Cette bonne créature s'était sans doute soumise par avance à tous les
hasards de ce singulier enlèvement, car elle garda le plus complaisant
silence, et la voiture n'eut pas roulé pendant plus de dix minutes
dans Madrid qu'elle reçut et me rendit un baiser satisfaisant. L'amant
que j'avais en vis-à-vis ne s'offensa point de quelques coups de pied
dont je le gratifiai fort involontairement; mais comme il n'entendait
pas le français, je présume qu'il n'y fit pas attention.--Je ne puis
être votre maîtresse qu'à une seule condition, me dit la camériste
en réponse aux bêtises que je lui débitais emporté par la chaleur
d'une passion improvisée à laquelle tout faisait obstacle.--Et
laquelle?--Vous ne chercherez jamais à savoir à qui j'appartiens.

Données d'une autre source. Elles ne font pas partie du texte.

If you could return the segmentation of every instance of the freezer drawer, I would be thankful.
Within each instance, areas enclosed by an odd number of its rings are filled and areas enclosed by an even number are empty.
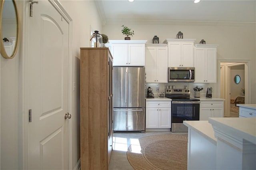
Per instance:
[[[145,131],[145,108],[114,108],[114,131]]]

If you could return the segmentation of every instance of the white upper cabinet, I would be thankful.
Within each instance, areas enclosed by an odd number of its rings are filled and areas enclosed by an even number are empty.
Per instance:
[[[168,49],[166,44],[146,44],[146,83],[168,83]]]
[[[196,44],[194,83],[216,83],[218,45]]]
[[[113,66],[145,65],[146,40],[109,40]]]
[[[196,39],[167,39],[168,67],[193,67],[194,42]]]

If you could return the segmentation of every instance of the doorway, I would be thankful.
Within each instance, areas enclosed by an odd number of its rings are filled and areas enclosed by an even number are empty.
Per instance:
[[[248,63],[232,61],[220,62],[219,85],[220,96],[224,99],[225,117],[238,117],[236,104],[249,102]]]

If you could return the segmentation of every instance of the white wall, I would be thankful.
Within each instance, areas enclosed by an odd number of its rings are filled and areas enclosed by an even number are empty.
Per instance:
[[[196,39],[195,44],[199,43],[200,41],[204,39],[207,44],[218,44],[217,60],[248,59],[250,61],[250,67],[248,79],[252,87],[251,103],[256,103],[256,89],[254,88],[256,87],[255,25],[238,24],[229,26],[222,24],[222,26],[220,24],[218,26],[202,26],[198,25],[198,24],[192,23],[190,25],[188,25],[188,23],[184,25],[171,25],[165,24],[142,25],[113,23],[103,26],[103,33],[108,36],[109,40],[124,40],[125,36],[121,32],[121,26],[124,24],[134,31],[134,35],[131,37],[131,40],[148,40],[148,43],[152,43],[154,36],[157,36],[159,38],[160,42],[162,43],[166,38],[176,38],[178,32],[181,31],[183,33],[184,38]],[[219,69],[220,68],[217,68],[217,70]],[[218,75],[217,73],[217,81],[219,79]],[[205,89],[208,87],[212,87],[213,97],[218,97],[219,94],[218,84],[218,82],[204,84],[204,87],[205,87]],[[191,85],[194,87],[196,85],[192,84]],[[205,91],[204,90],[201,92],[202,93]]]
[[[236,84],[234,81],[234,77],[239,75],[241,81]],[[232,67],[230,69],[230,99],[236,99],[238,96],[243,96],[241,89],[244,89],[244,65]]]
[[[25,1],[16,1],[22,29]],[[89,47],[90,25],[100,32],[101,23],[93,1],[60,0],[73,20],[72,40],[72,169],[80,158],[80,47]],[[26,5],[24,5],[24,3]],[[40,3],[40,2],[39,2]],[[22,33],[21,30],[20,33]],[[0,56],[0,167],[1,169],[23,169],[23,131],[22,114],[22,36],[20,35],[19,49],[14,58]]]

Si je viens chez vous, ce sera de nuit, et vous me recevrez sans
lumière.--Bon, lui dis-je. Notre conversation en était là quand la
voiture arriva près d'un mur de jardin.--Laissez-moi vous bander les
yeux, me dit la femme de chambre, vous vous appuierez sur mon bras,
et je vous conduirai moi-même. Elle me serra sur les yeux un mouchoir
qu'elle noua fortement derrière ma tête. J'entendis le bruit d'une
clef mise avec précaution dans la serrure d'une petite porte par le
silencieux amant que j'avais eu pour vis-à-vis. Bientôt la femme de
chambre, au corps cambré, et qui avait du _meného_ dans son allure...

--C'est, dit le Receveur en prenant un petit ton de supériorité, un
mot de la langue espagnole, un idiotisme qui peint les torsions que
les femmes savent imprimer à une certaine partie de leur robe que vous
devinez...

--La femme de chambre (je reprends le récit du Chirurgien en Chef) me
conduisit, à travers les allées sablées d'un grand jardin, jusqu'à
un certain endroit où elle s'arrêta. Par le bruit que nos pas firent
dans l'air, je présumai que nous étions devant la maison.--Silence,
maintenant, me dit-elle à l'oreille, et veillez bien sur vous-même!
Ne perdez pas de vue un seul de mes signes, je ne pourrai plus vous
parler sans danger pour nous deux, et il s'agit en ce moment de vous
sauver la vie. Puis, elle ajouta, mais à haute voix:--Madame est dans
une chambre au rez-de-chaussée; pour y arriver, il nous faudra passer
dans la chambre et devant le lit de son mari; ne toussez pas, marchez
doucement, et suivez-moi bien de peur de heurter quelques meubles,
ou de mettre les pieds hors du tapis que j'ai arrangé. Ici l'amant
grogna sourdement, comme un homme impatienté de tant de retards. La
camériste se tut, j'entendis ouvrir une porte, je sentis l'air chaud
d'un appartement, et nous allâmes à pas de loup, comme des voleurs en
expédition. Enfin la douce main de la fille m'ôta mon bandeau. Je me
trouvai dans une grande chambre, haute d'étage, et mal éclairée par une
lampe fumeuse. La fenêtre était ouverte, mais elle avait été garnie de
gros barreaux de fer par le jaloux mari. J'étais jeté là comme au fond
d'un sac. A terre, sur une natte, une femme dont la tête était couverte
d'un voile de mousseline, mais à travers lequel ses yeux pleins de
larmes brillaient de tout l'éclat des étoiles, serrait avec force sur
sa bouche un mouchoir et le mordait si vigoureusement que ses dents y
entraient; jamais je n'ai vu si beau corps, mais ce corps se tordait
sous la douleur comme une corde de harpe jetée au feu. La malheureuse
avait fait deux arcs-boutants de ses jambes, en les appuyant sur
une espèce de commode; puis, de ses deux mains, elle se tenait aux
bâtons d'une chaise en tendant ses bras dont toutes les veines étaient
horriblement gonflées. Elle ressemblait ainsi à un criminel dans les
angoisses de la question. Pas un cri d'ailleurs, pas d'autre bruit que
le sourd craquement de ses os. Nous étions là, tous trois, muets et
immobiles. Les ronflements du mari retentissaient avec une consolante
régularité. Je voulus examiner la camériste; mais elle avait remis
le masque dont elle s'était sans doute débarrassée pendant la route,
et je ne pus voir que deux yeux noirs et des formes agréablement
prononcées. L'amant jeta sur-le-champ des serviettes sur les jambes de
sa maîtresse, et replia en double sur la figure un voile de mousseline.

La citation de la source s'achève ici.